Au lieu de cela, l’entreprise veut “des personnes qui seront définies davantage par les problèmes qu’elles veulent résoudre et par la façon dont elles peuvent les résoudre de manière créative que par une compétence très spécifique comme ‘Je connais JavaScript et je vais travailler dans cet environnement exact'”, a expliqué Krieger. Au sein d’Anthropic, l’entreprise passe à l’embauche de personnel expérimenté en tant qu'”orchestrators de Claudes” – des travailleurs qui dirigent les systèmes d’IA plutôt que d’effectuer les tâches que ces systèmes gèrent maintenant.

Cela représente une redéfinition fondamentale du travail d’entrée de gamme. La rampe traditionnelle – l’apprentissage par la pratique de tâches routinières sous supervision – peut disparaître pour les rôles où l’IA peut effectuer ces tâches plus rapidement et à moindre coût. La question est de savoir ce qui la remplace.

L’image plus large

Les avertissements de Davos arrivent au milieu d’une anxiété plus large quant à l’impact de l’IA sur le marché du travail. Morgan Stanley prévoit que 200 000 emplois bancaires européens (MS ) disparaîtront d’ici 2030, concentrés dans les rôles de back-office. Les actions logicielles sont en chute libre à mesure que les investisseurs intègrent les craintes de perturbation après le lancement de Cowork d’Anthropic plus tôt ce mois.

Hassabis a adopté une note plus optimiste qu’Amodei, prédisant “de nouveaux emplois plus significatifs” et suggérant que tout ralentissement dans l’embauche de stagiaires serait “compensé par les outils incroyables qui sont à la disposition de tous”. Il a conseillé aux étudiants de considérer la compétence en IA comme le nouvel avantage concurrentiel.

Mais les deux dirigeants ont reconnu l’incertitude quant au rythme du changement.

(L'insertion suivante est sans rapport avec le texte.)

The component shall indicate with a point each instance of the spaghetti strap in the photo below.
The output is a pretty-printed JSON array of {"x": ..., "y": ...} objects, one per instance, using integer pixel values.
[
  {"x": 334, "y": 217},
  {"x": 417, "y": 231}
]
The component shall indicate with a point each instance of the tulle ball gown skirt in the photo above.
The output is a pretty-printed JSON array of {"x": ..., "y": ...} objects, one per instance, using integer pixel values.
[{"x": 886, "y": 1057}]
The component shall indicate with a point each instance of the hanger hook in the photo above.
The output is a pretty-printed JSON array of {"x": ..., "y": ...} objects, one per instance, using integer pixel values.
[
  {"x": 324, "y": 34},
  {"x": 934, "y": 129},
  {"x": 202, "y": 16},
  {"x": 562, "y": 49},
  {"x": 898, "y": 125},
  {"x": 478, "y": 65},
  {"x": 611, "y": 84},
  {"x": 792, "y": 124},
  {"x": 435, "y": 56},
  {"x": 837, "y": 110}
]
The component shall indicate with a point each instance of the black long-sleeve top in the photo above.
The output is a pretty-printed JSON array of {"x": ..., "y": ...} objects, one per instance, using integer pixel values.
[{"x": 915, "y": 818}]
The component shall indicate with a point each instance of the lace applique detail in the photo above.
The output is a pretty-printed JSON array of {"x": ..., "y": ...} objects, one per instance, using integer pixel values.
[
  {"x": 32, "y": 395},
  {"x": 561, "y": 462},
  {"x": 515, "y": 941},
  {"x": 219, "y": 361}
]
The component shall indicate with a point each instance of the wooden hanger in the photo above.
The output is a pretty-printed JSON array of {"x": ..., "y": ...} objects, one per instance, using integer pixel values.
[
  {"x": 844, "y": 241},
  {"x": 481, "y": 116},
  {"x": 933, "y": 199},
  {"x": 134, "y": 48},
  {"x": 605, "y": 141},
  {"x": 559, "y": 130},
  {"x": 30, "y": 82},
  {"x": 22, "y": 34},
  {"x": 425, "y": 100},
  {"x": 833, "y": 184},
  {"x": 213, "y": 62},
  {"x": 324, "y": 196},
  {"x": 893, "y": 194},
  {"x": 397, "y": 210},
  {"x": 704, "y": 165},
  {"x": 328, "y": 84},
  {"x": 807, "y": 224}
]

Amodei a déclaré qu’Anthropic “réfléchit à la manière de gérer cela de manière sensée au sein d’Anthropic”. Ce à quoi cela ressemblera – pour son entreprise et pour l’économie dans son ensemble – reste flou.

Le Forum économique mondial a lancé des initiatives, notamment un Learning-to-Earning Sandbox qui rassemble les universités, les employeurs et les gouvernements pour redessiner la façon dont l’éducation se connecte à l’emploi. Selon le briefing de Davos du FEM, 59 travailleurs sur 100 auront besoin d’une formation complémentaire d’ici 2030, avec 11 qui ne la recevront probablement pas.

Pour l’instant, le message des deux bâtisseurs les plus influents de l’IA est simple : la technologie qu’ils créent change déjà qui est embauché et pourquoi. Si l’économie s’adapte suffisamment vite est une question que ni l’un ni l’autre ne peut répondre.

Alex McFarland est un journaliste et écrivain en intelligence artificielle qui explore les derniers développements en intelligence artificielle. Il a collaboré avec de nombreuses startups et publications en intelligence artificielle dans le monde entier.